I Drove a Close Friend of the Family to A&E – and his condition shifted from peaky to scarcely conscious during the journey.
He has always been a man of a larger than life figure. Sharp and not prone to sentiment – and not one to say no to an extra drink. Whenever our families celebrated, he is the person chatting about the most recent controversy to catch up with a member of parliament, or amusing us with accounts of the notorious womanizing of assorted players from the local club for forty years.
It was common for us to pass the morning of Christmas Day with him and his family, prior to heading off to our own plans. However, one holiday season, roughly a decade past, when he was planning to join family abroad, he took a fall on the steps, with a glass of whisky in hand, a suitcase gripped in the other, and fractured his ribs.
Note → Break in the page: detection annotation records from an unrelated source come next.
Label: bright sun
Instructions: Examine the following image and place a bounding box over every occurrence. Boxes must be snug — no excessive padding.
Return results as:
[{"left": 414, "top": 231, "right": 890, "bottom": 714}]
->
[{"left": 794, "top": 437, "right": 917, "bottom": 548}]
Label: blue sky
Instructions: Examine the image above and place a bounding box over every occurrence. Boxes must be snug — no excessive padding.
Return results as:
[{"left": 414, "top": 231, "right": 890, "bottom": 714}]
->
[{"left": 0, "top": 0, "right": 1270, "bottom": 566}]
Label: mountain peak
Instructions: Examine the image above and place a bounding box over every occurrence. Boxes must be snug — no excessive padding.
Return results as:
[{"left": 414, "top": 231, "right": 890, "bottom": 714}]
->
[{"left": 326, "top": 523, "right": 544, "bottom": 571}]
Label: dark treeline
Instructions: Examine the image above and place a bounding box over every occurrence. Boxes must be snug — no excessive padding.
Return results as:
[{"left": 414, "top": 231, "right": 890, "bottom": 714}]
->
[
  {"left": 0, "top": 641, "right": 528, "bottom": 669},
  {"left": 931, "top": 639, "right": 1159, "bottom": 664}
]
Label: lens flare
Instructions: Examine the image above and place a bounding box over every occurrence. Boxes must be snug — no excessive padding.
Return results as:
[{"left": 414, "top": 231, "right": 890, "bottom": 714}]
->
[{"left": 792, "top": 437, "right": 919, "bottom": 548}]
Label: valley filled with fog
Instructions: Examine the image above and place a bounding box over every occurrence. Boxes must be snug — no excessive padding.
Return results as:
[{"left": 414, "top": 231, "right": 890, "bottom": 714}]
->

He was treated at the hospital and instructed him to avoid flying. Thus, he found himself back with us, making the best of it, but seeming progressively worse.
The Morning Rolled On
Time passed, yet the anecdotes weren’t flowing in their typical fashion. He insisted he was fine but his condition seemed to contradict this. He tried to make it upstairs for a nap but couldn’t; he tried, carefully, to eat Christmas lunch, and did not manage.
Therefore, before I could even put on a festive hat, my mother and I made the choice to take him to A&E.
We considered summoning an ambulance, but how much of a delay would there be on Christmas Day?
A Worrying Turn
Upon our arrival, his state had progressed from peaky to barely responsive. Other outpatients helped us get him to a ward, where the distinctive odor of hospital food and wind permeated the space.
Different though, was the spirit. There were heroic attempts at Christmas spirit everywhere you looked, even with the pervasive depressing and institutional feel; festive strands were attached to medical equipment and bowls of Christmas pudding congealed on tables next to the beds.
Cheerful nurses, who certainly would have chosen to be at home, were moving busily and using that great term of endearment so unique to the area: “duck”.
A Quiet Journey Back
After our time at the hospital concluded, we made our way home to lukewarm condiments and Christmas telly. We watched something daft on television, perhaps a detective story, and engaged in an even sillier game, such as Sheffield’s take on Monopoly.
It was already late, and snowing, and I remember feeling deflated – had we missed Christmas?
The Aftermath and the Story
Even though he ultimately healed, he had actually punctured a lung and went on to get a serious circulatory condition. And, while that Christmas is not my most cherished memory, it has entered into our family history as “the Christmas I saved a life”.
If that is completely accurate, or contains some artistic license, is not for me to definitively say, but its annual retelling certainly hasn’t hurt my ego. And, as our friend always says: “don’t let the truth get in the way of a good story”.